CERN Data Centre passes the 200-petabyte milestone
On 29 June 2017, the CERN DC passed the milestone of 200 petabytes of data permanently archived in its tape libraries. Where do these data come from? Particles collide in the Large Hadron Collider (LHC) detectors approximately 1 billion times per second, generating about one petabyte of collision data per second. However, such quantities of data are impossible for current computing systems to record and they are hence filtered by the experiments, keeping only the most "interesting" ones. The filtered LHC data are then aggregated in the CERN Data Centre (DC), where initial data reconstruction is performed, and where a copy is archived to long-term tape storage. Even after the drastic data reduction performed by the experiments, the CERN DC processes on average one petabyte of data per day. This is how the the milestone of 200 petabytes of data permanently archived in its tape libraries was reached on 29 June.
The four big LHC experiments have produced unprecedented volumes of data in the two last years. This is due in large part to the outstanding performance and availability of the LHC itself. Indeed, in 2016, expectations were initially for around 5 million seconds of data taking, while the final total was around 7.5 million seconds, a very welcome 50% increase. 2017 is following a similar trend.
Further, as luminosity is higher than in 2016, many collisions overlap and the events are more complex, requiring increasingly sophisticated reconstruction and analysis. This has a strong impact on computing requirements. Consequently, records are being broken in many aspects of data acquisition, data rates and data volumes, with exceptional levels of use for computing and storage resources.

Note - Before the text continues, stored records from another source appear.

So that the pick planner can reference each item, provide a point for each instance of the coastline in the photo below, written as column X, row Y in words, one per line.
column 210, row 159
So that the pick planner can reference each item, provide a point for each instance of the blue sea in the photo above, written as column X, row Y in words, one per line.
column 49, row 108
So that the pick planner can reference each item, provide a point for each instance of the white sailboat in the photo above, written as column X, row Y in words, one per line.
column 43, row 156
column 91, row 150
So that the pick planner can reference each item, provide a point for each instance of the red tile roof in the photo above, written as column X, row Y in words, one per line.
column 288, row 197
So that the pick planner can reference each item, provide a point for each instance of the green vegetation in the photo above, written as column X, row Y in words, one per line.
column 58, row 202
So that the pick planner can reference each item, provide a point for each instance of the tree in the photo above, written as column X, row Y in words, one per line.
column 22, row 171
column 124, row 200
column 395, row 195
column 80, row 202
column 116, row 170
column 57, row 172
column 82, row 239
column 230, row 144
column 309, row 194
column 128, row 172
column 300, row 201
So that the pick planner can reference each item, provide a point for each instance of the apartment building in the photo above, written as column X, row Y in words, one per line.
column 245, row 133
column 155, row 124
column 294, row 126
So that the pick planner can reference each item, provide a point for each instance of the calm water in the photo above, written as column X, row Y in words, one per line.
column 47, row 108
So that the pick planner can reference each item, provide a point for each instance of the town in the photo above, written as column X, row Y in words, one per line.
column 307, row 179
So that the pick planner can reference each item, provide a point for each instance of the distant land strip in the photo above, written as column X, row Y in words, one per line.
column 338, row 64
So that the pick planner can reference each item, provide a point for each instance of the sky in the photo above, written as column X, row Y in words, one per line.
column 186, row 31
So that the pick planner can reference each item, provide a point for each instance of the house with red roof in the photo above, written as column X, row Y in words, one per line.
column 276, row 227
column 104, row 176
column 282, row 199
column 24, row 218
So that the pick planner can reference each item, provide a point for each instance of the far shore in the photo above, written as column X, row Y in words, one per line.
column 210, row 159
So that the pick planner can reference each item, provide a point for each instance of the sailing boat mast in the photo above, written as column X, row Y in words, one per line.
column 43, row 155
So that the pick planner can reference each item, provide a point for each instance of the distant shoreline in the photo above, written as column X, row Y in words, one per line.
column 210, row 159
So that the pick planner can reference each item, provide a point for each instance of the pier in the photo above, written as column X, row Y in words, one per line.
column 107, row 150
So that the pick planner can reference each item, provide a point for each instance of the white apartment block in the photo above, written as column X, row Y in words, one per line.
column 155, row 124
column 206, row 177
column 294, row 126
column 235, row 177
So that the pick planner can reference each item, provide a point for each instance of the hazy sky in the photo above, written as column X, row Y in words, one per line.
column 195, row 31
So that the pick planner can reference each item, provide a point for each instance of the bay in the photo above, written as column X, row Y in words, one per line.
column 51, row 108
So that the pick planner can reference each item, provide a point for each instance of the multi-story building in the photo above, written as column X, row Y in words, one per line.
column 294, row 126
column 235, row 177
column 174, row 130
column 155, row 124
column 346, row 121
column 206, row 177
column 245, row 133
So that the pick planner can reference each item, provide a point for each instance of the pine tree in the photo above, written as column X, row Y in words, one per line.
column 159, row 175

To face these challenges, the computing infrastructure at large, and notably the storage systems, went through major upgrades and consolidation during the two years of Long Shutdown 1. These upgrades enabled the data centre to cope with the 73 petabytes of data received in 2016 (49 of which were LHC data) and with the flow of data delivered so far in 2017. These upgrades also allowed the CERN Advanced STORage system (CASTOR) to pass the challenging milestone of 200 petabytes of permanently archived data. These permanently archived data represent an important fraction of the total amount of data received in the CERN data centre, the rest being temporary data which are periodically cleaned up.

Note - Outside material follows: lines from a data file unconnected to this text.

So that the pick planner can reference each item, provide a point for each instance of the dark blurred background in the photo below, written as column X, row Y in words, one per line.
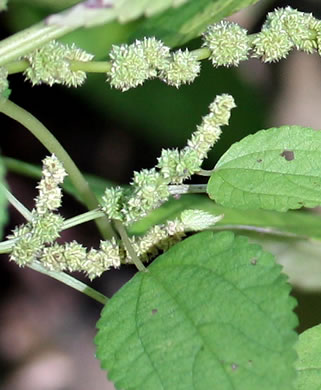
column 46, row 328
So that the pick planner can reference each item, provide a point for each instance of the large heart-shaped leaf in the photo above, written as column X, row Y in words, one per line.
column 276, row 169
column 213, row 312
column 309, row 363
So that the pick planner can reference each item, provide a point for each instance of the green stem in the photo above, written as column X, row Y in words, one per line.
column 129, row 248
column 259, row 229
column 91, row 66
column 6, row 246
column 17, row 66
column 17, row 204
column 71, row 282
column 201, row 54
column 52, row 144
column 29, row 39
column 82, row 218
column 204, row 172
column 181, row 189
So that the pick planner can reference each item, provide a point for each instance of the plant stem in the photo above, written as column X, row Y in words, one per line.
column 204, row 172
column 71, row 282
column 129, row 248
column 201, row 54
column 91, row 66
column 31, row 38
column 17, row 204
column 6, row 246
column 52, row 144
column 17, row 66
column 259, row 229
column 82, row 218
column 181, row 189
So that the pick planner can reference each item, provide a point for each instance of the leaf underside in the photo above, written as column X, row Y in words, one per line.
column 276, row 169
column 212, row 312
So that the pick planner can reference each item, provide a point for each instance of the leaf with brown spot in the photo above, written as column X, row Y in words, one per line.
column 279, row 184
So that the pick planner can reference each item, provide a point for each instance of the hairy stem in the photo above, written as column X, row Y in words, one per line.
column 91, row 66
column 129, row 248
column 17, row 66
column 29, row 39
column 181, row 189
column 17, row 204
column 52, row 144
column 82, row 218
column 71, row 282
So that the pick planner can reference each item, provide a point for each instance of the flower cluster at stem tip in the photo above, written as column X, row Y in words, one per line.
column 50, row 64
column 36, row 239
column 149, row 188
column 227, row 42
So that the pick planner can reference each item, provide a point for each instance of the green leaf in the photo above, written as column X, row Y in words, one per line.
column 213, row 312
column 178, row 26
column 308, row 365
column 300, row 259
column 276, row 169
column 3, row 199
column 302, row 224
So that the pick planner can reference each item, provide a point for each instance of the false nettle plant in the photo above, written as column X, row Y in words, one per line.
column 212, row 310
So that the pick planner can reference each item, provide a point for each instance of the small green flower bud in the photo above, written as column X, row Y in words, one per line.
column 53, row 169
column 47, row 226
column 53, row 257
column 228, row 43
column 111, row 250
column 49, row 199
column 301, row 27
column 272, row 45
column 50, row 65
column 27, row 247
column 221, row 108
column 75, row 256
column 95, row 264
column 182, row 69
column 196, row 220
column 50, row 194
column 129, row 67
column 190, row 162
column 167, row 163
column 112, row 202
column 155, row 52
column 4, row 84
column 151, row 186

Another consequence of the greater data volumes is an increased demand for data transfer and thus a need for a higher network capacity. Since early February, a third 100Gb/s (gigabit per second) fibre optic circuit links the CERN DC to its remote extension hosted at the Wigner Research Centre for Physics (RCP) in Hungary, 1800km away. The additional bandwidth and redundancy provided by this third link help CERN benefit reliably from the computing power and storage at the remote extension. A must-have in the context of computing increasing needs!